Why? What makes these not-yet-fleshed-out peoples so interesting?
One, it’s near impossible to get the cultures wrong. If they’re nothing more than outlines with a couple of general purposes, it takes a more than small amount of effort to come up with facts that don’t directly contradict what these people already are.
Two, the reason why they’re not fleshed out is as often as not because the GM’s not quite sure how to handle something with their particular schtick that isn’t making it pretty similar to a lot of other things that have displayed that schtick before. If you’re choosing them because of the schtick, you’ve probably got a decent image of how to play it anyway—and now you’ve got a lot of room to come up with how it manifests both directly in the area it encompasses and indirectly in related things. It leaves room for things like the semi-criminal culture making an explicit linguistic distinction between illegal-because-they-say-so and illegal-for-a-reason, or the race whose schtick includes being good with animals also being decent mediators (how else do you handle trying to keep the different species from gnawing on each other when you aren’t looking?) And of course, if this is a race/culture with schtick, that means you have a schtick to work with that’s unlikely to be duplicated by another (added bonus, right?) and if not, at some point your understanding of your culture will probably come in handy.

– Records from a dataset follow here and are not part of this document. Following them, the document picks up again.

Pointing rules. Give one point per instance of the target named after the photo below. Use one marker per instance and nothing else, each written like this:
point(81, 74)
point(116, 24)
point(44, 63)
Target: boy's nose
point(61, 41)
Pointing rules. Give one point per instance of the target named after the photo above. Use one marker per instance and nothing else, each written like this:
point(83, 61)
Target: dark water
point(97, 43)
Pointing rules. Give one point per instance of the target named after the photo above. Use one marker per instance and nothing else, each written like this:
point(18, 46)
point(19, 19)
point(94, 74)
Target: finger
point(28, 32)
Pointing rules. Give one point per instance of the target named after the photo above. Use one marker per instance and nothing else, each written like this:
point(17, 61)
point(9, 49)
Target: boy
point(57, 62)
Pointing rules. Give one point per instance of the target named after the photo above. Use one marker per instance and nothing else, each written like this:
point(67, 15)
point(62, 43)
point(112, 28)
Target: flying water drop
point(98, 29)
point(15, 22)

Three, even without an affinity for a specific racial/cultural/sub-cultural schtick, the act of creation is fun in its own right. While a role-playing game is at heart a collaborative endeavor, it’s easy to forget that in a lot of circumstances; after a while, the world’s defined enough that you’re mostly creating your own character, occasionally her relatives (depending on how plot-important they are) or contacts, but mostly just one person and one personal bubble worth of material. Even familiars and animal companions seem to vary; some people let you play your own, others insist on hanging on even to them. But if you’ve got carte blanche to offhand develop up a culture, that puts the ball back in your court and gives you a way to balance out what you can’t do.
For the worldbuilder looking for a creative outlet, the player looking to carve out a niche for her character, or the perfectionist trying not to run counter to the GM’s world, a race not yet fleshed out can be a golden opportunity. Have you ever gotten to try one?